Much of the film uses previously recorded classical music (along with a new score by Alexandre Desplat) to emphasize its poetry, but this scene is executed in complete silence.  The result is as awe-inspiring as the cosmos.  Meanwhile, the child actors (the two brothers are played by Hunter McCracken and Tye Sheridan), are terrifically convincing.  The character of Jack is witnessed with perfect execution, as a young child who learns to question faith, hate his father, and eventually become like him – all while feeling regret for the lack of trust he instilled in his brother and betrayal for his untimely death.  Thus said, a coming-of-age tale is rarely told with such depth.  This all results in a climax as moving and exhilarating as anything I’ve seen in recent years.  It is at this point that we realize faith has literally been restored before our eyes.  Any film that could convey such a large idea is worth a look.  Any film that explores it with such detail is worth an Oscar.

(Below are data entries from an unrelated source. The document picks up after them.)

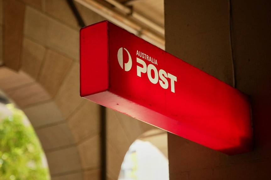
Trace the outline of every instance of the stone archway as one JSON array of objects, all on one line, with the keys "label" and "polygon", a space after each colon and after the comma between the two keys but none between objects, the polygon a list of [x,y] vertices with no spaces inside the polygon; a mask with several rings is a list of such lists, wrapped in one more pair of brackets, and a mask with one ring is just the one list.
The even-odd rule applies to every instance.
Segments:
[{"label": "stone archway", "polygon": [[[4,16],[0,89],[34,127],[52,179],[99,179],[100,106],[79,95],[80,27],[68,5],[65,1],[0,3]],[[88,24],[104,19],[77,5]],[[155,128],[106,111],[107,176],[117,179],[130,145]]]}]

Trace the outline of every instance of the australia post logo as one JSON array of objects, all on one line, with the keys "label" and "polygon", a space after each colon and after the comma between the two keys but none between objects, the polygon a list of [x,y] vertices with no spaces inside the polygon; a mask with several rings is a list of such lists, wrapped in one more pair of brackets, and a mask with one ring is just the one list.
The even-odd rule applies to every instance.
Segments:
[{"label": "australia post logo", "polygon": [[[124,53],[128,54],[128,61],[125,59],[124,61],[127,62],[124,63]],[[120,48],[118,51],[117,55],[120,67],[126,71],[130,71],[132,68],[133,61],[129,51],[124,48]],[[137,50],[136,55],[136,72],[138,76],[141,77],[142,74],[147,73],[151,82],[155,84],[159,82],[161,87],[165,89],[170,86],[171,92],[175,93],[175,83],[177,82],[177,77],[169,73],[167,73],[162,69],[158,70],[155,65],[158,65],[157,60],[147,54]],[[125,57],[127,57],[127,56]],[[152,63],[147,66],[144,60]],[[152,75],[152,71],[153,71]]]}]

These details are examined through breathtaking shots of nature, outer space, and human life, all of which maintaining a sense of beauty and artistic essence which is prevalent in any great painting.  Also in the mix is a vast array of symbolism, piecing together a puzzle of almost unprecedented mystery.  Speaking of symbols, this is obviously a very religious film, one of the most blatant in several years.  But it expresses faith in not necessarily a Christian sense, but as an omnipotent force that drives humanity, and connects us with a spiritual presence that may or may not be God.  This theme is complimented by the fact that Terrence Malick, after nearly 40 years of making movies (statistically speaking, about 7.6 years a film), has been searching for nothing other than the meaning of life.  Cinema is the only realm in which he can convey what he knows, continue to learn, and share it others. 

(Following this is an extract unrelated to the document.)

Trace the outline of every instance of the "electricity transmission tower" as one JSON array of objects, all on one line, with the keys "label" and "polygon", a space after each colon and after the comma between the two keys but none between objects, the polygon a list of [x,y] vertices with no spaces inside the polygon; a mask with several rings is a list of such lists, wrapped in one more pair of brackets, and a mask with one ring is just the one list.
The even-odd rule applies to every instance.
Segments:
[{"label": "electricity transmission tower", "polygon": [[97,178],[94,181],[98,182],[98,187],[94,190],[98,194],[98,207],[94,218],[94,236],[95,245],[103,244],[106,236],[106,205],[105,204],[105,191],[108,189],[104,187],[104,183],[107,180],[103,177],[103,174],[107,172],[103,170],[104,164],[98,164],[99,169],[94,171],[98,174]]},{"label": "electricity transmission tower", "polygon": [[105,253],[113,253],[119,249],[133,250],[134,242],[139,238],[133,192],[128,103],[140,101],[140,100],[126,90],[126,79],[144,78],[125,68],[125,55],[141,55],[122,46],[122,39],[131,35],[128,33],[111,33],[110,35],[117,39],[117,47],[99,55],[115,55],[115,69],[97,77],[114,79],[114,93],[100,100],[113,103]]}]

The Tree of Life may be his finest film, and one can’t help but think its personal touch is one key reason.  Malick also grew up in 1950s Texas, and it is easy to believe some aspects are autobiographical.  But most importantly, it is the “big idea” of the film that makes it so significant. The meaning of life, according to Terrence Malick, is to not question it, but instead revel in its beauty and wonder with the greatest gift given to humanity – love.  All of Malick’s films are reflections of both nature and humanity, and this is no doubt the message he has been attempting to share throughout all his years as a filmmaker.  He doesn’t make films for any specific audience; he makes them for himself.  That much has been clear through his others, including love-triangle Days of Heaven, war/nature reflection The Thin Red Line, and John Smith history fable The New World.  These are all great films, and they have been made by one of the greatest working artists today.  The Tree of Life is no exception, and like the burden Jack carries, the one that we all carry, it will remain until the end of time.